Can you point to an example food(s) that had high fat, and low sugar, and then after this policy, low fat, and high sugar... ?

Maybe to make the food still tasty. Go to your local store - check all low-fat, 2%-enters, etc. and then full milk - check the sugar content percentage. That's all... At least here in US, Los Angeles - usually it's the normal yogurt/milk (e.g. hihg-fat) that has lower sugary content (percentage-wise) than the rest. Sometimes it's quite significantly lower.

And I don't know how the whole craze about non-plain yogurt came. I'm bulgarian native, and it's "foreign" to me that yogurt is mixed with any sugar at all.

It's still yummy - you can mix it equal portions with water, shake it well - and you get a very good drink. Or make this cold soup - http://en.wikipedia.org/wiki/Tarator

Or just eat it like this. No need for sugar...

...so why would companies do that?

Because flavor. It turns out that when you remove fat from a foodstuff, it tends not to taste nearly as good.

Read the ingredients list for a simple salad dressing: basically oil, vinegar, seasonings. Now look a the "lite" version of the same dressing: oil is replaced with high fructose corn syrup, thickeners (probably starches), etc.
Straight from the article:

Malhotra also points to the United States, where percentage calorie consumption from fat has declined from 40% to 30% in the past 30 years (although absolute fat consumption has remained the same), yet obesity has rocketed. One reason, he says, is that the food industry “compensated by replacing saturated fat with added sugar.”

Yogurt is one. I don't know about the previous sugar levels, but it is extremely difficult to find anything other than low or no fat yogurt, and they typically have what I consider to be very high sugar levels, even many brands of plain yogurt.
How is that? My understanding is that lipid oxidation promotes insulin resistance itself.

If anything, and under the right dosage, sugar is protective.

And as the quote states, not just one correlation:

heart disease correlated with total cholesterol

then

total cholesterol correlated with saturated fat consumption

I think it's more a matter of different beliefs arising from complicated, hard to interpret evidence. It's very comforting to believe in good guys and bad guys, but the real world of research is more complex than that.
It benefited the wheat farmers and "Big Ag" so there was possibly political pressure to focus on this.
What about "Big Dairy" or "Big Meat", they got the short end of the stick from the push to high carb low fat diets.

Industry lobbying as a theory lacks predictive power.

Perhaps their lobbyists aren't as convincing.

This is the second time I've encountered the phrase "lacks predictive power on HN tonight" by the way. Is a theory without predictive power now considered wrong?

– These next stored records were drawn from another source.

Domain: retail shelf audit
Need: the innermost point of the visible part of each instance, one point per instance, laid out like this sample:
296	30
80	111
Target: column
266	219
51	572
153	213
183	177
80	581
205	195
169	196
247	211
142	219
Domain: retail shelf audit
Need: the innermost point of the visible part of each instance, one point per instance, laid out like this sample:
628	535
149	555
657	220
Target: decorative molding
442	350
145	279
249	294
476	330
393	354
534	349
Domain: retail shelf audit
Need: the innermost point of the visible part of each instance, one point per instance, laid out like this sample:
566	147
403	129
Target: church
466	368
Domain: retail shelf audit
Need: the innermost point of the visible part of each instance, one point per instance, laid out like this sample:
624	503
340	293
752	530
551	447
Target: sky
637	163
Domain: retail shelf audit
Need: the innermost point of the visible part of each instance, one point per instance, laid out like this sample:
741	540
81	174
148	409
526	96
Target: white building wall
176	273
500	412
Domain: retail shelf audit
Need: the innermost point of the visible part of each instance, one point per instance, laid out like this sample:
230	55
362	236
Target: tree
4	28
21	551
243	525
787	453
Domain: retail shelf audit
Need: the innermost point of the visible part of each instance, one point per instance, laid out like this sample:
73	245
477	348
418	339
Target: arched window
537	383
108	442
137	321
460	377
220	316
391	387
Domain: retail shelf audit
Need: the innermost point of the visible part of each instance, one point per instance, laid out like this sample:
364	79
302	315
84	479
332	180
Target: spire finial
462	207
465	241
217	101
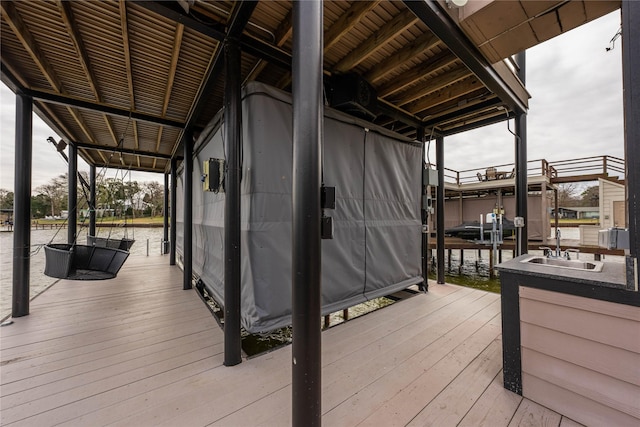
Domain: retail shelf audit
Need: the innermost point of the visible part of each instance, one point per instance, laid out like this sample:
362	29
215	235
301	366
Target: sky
575	111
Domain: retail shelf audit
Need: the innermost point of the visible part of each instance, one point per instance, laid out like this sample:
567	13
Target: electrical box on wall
213	175
430	177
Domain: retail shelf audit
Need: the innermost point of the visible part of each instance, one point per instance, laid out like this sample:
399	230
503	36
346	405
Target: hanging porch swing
102	258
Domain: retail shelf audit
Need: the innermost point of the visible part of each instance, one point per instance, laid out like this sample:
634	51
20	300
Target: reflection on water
38	281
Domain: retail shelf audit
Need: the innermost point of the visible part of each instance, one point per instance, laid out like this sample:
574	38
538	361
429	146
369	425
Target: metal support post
232	250
72	206
425	215
165	216
440	209
22	206
521	189
173	210
92	200
306	243
631	102
188	209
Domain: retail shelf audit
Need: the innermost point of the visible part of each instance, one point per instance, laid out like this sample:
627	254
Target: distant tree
154	197
568	195
6	199
590	196
56	191
40	206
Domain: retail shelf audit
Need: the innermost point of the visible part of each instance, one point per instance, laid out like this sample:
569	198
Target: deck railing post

IMHO if it doesn't have predictive power it cannot be a theory:

the·o·ry noun \ˈthē-ə-rē, ˈthir-ē\ : an idea or set of ideas that is intended to explain facts or events

Explanation and prediction are two different things.

Your definition doesn't even require explanation - it just requires intent to explain.

So for example, "the moon is made of cheese" is a theory according to the definition you just quoted. It's an idea that is intended to explain the composition of the moon.